There is a cryptic reference in a 1943 obituary of Paul to him having ‘travelled the world on his father’s ships’ during school holidays. I don’t know how reliable this claim is. Although George Paul was certainly a ship-owner by the early 1900s, he doesn’t seem to have been at this level during the 1880s, when young Robert was at school (City of London) and college (Finsbury Technical). But presumably the obituarist had something to go on, from knowing Paul personally, which underlines how little we know about his private life.

Once his filmmaking career got under way, it’s clear he believed in combining business with pleasure. The one case we know for certain is when he was Invited to Stockholm in 1897, to deliver a projector to King Oscar II, who happened to be king of Norway at this time (see earlier blog-post ‘A Summons from the King of Sweden’, June 2017).

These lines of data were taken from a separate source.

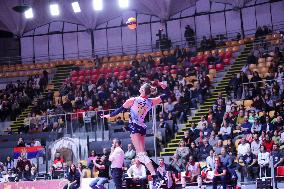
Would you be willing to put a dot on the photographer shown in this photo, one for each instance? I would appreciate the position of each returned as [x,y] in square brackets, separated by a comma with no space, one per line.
[189,35]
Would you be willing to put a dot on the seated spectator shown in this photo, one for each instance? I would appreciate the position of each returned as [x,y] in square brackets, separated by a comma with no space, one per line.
[58,162]
[9,164]
[21,143]
[10,176]
[225,158]
[166,174]
[256,127]
[225,131]
[243,148]
[129,155]
[137,175]
[178,163]
[246,126]
[255,145]
[182,151]
[194,132]
[26,174]
[221,174]
[22,162]
[218,147]
[267,126]
[277,156]
[103,167]
[201,124]
[194,151]
[263,161]
[268,143]
[191,172]
[204,150]
[74,178]
[34,173]
[249,167]
[186,139]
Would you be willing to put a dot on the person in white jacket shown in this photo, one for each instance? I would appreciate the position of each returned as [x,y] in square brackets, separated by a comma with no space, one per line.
[263,161]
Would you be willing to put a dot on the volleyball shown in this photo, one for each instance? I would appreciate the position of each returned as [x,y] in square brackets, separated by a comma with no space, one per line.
[131,23]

Paul filmed eleven scenes of Swedish life, and followed this with no less than 18 scenes filmed in Norway in 1903 – one of which has happily survived: a 360° pan around the remote arctic port of Hammerfest, recording its appearance before it was destroyed by the retreating Germans in 1945.

Hammerfest (2)

But there’s every reason to assume that Paul filmed in many more holiday locations. The first of five subjects taken on Brighton beach dates from July 1896, which he would include in the town’s first extended film show, at Victoria Hall. An 1897 series, which he may well also have filmed, covered tourist sites on the Isle of Man.

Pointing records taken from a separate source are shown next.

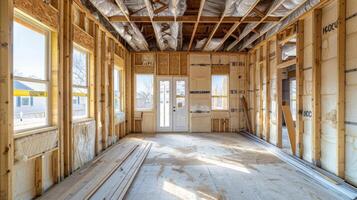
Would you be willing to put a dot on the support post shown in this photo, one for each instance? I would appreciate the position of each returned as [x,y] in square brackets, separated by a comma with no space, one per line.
[316,87]
[6,103]
[299,87]
[341,52]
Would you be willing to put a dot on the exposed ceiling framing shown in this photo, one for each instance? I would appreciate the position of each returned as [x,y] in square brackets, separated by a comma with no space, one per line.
[208,25]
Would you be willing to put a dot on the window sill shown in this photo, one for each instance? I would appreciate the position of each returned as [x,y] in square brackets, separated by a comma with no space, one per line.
[76,121]
[34,131]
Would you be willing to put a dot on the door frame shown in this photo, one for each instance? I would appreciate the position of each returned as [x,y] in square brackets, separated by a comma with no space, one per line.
[172,80]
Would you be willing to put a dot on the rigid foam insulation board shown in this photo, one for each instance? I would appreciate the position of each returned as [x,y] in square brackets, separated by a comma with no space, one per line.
[83,143]
[351,95]
[273,94]
[35,144]
[148,123]
[329,93]
[24,177]
[200,92]
[307,89]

Paul undoubtedly loved messing around in boats, perhaps influenced by his father’s business. According to a family friend, the Pauls would later keep a launch on the Thames, and one of his earliest staged films, Up the River, showed a not very convincing child overboard being rescued, allegedly by Paul himself. However, in June 1898, his enthusiasm for being on the water resulted in being on hand to film and help rescue survivors from the H. M. S Albion launch tragedy (see forthcoming post). The Oxford-Cambridge boat race, Henley Regatta, racing at Cowes and even the America’s Cup all feature extensively in the early catalogues, which suggests that Paul may have put his recreational interests to good use.

Perhaps unsurprisingly for an engineer, his other enthusiasms were railways and motoring (more about this to come). The catalogues contain many rail scenes and series, culminating in a multi-part London to Penzance from 1904 – which would be every train-spotter’s dream, if it ever turned up. How many of these might have been filmed by Paul himself must be pure speculation. But knowing that he remained very much a hands-on producer, it seems unlikely that he would have left all the fun to others.